Results from the 2010 administration of the ACT to Kentucky’s public school juniors show improvements in all subject areas and higher percentages of students ready for college-level coursework.
Overall, Kentucky juniors improved their average composite ACT score from 18.2 in 2009 to 18.5 in 2010. Scores improved in English (17.3 in 2009 to 17.8 in 2010), mathematics (18.2 to 18.3), reading (18.4 to 18.9) and science (18.5 to 18.7).
The percentage of students prepared for college-level courses, based on ACT benchmarks, also improved in three of four subjects. The percent improved from 46 to 49 percent in English composition, 21 to 22 percent in algebra and 30 to 35 percent in social science. Fifteen percent of students were prepared for biology, compared to 16 percent the previous year.

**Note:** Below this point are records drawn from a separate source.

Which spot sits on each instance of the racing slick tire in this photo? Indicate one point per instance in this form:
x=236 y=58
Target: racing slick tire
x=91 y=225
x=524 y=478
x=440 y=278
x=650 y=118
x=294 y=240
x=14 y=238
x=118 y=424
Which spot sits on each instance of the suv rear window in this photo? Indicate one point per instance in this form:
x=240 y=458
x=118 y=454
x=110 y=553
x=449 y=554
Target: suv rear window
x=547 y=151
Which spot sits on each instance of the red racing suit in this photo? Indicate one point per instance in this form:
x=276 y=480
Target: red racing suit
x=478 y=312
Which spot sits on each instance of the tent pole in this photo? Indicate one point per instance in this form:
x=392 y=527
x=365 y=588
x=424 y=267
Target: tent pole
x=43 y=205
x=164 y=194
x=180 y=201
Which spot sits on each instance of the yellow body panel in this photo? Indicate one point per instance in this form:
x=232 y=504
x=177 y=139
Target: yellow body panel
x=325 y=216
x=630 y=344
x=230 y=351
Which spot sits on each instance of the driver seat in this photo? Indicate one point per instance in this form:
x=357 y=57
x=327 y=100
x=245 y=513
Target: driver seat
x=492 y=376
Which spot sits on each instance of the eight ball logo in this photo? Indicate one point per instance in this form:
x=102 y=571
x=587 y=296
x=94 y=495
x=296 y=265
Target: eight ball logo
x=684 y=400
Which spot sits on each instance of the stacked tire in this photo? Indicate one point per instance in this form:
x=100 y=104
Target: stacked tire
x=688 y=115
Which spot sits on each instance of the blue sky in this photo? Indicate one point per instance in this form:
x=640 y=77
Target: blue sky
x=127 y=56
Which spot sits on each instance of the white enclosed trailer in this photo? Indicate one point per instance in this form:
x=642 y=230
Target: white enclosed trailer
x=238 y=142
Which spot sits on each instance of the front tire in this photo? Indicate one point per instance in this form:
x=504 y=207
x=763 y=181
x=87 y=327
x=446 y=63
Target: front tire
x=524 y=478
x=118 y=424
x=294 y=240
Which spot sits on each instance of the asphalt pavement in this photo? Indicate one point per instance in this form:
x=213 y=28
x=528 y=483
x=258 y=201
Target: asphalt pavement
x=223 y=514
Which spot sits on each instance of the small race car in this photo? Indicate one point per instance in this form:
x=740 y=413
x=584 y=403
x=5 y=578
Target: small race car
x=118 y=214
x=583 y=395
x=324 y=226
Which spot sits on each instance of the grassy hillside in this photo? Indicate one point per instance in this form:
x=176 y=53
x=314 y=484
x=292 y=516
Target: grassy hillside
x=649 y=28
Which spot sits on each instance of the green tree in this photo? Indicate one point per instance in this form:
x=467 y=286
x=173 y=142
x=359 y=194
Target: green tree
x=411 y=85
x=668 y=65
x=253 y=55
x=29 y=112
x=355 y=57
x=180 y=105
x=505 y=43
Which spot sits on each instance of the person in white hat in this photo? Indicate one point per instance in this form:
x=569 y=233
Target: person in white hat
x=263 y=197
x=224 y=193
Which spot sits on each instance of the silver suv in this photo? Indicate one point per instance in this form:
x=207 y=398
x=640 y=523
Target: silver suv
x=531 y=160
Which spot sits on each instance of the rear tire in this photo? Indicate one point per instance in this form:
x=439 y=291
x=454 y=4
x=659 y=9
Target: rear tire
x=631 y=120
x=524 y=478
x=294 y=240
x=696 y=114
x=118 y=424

“We are beginning to see the benefits of an early focus on college and career readiness; however, there is much work remaining,” said Kentucky Education Commissioner Terry Holliday. “Beginning in 2010-11, as mandated by 2009’s Senate Bill 1 (SB 1), high schools across the commonwealth are required to partner with postsecondary institutions to provide interventions that will ensure more students graduate from high school ready for college and careers. The emphasis of SB 1 is on target with the national focus to regain our competitive edge in the percentage of adults who have postsecondary degrees. The economy of our commonwealth and our nation depends on our ability to improve the education levels of the workforce, and this begins with a focus on college- and career-ready graduates.
“In September, KDE released information that shows the percentages of public high school graduates who are college- and career-ready. I feel certain our administrators, teachers, parents and students will rise to the challenge of making even greater improvements in the future.”
As mandated by KRS 158.6453, all of Kentucky’s public school juniors participate in the ACT, which assesses English, reading, mathematics and science and is scored on a scale of 1 to 36. The cost of the exam is paid for by state funds. In spring 2010, 44,390 public school juniors took the ACT.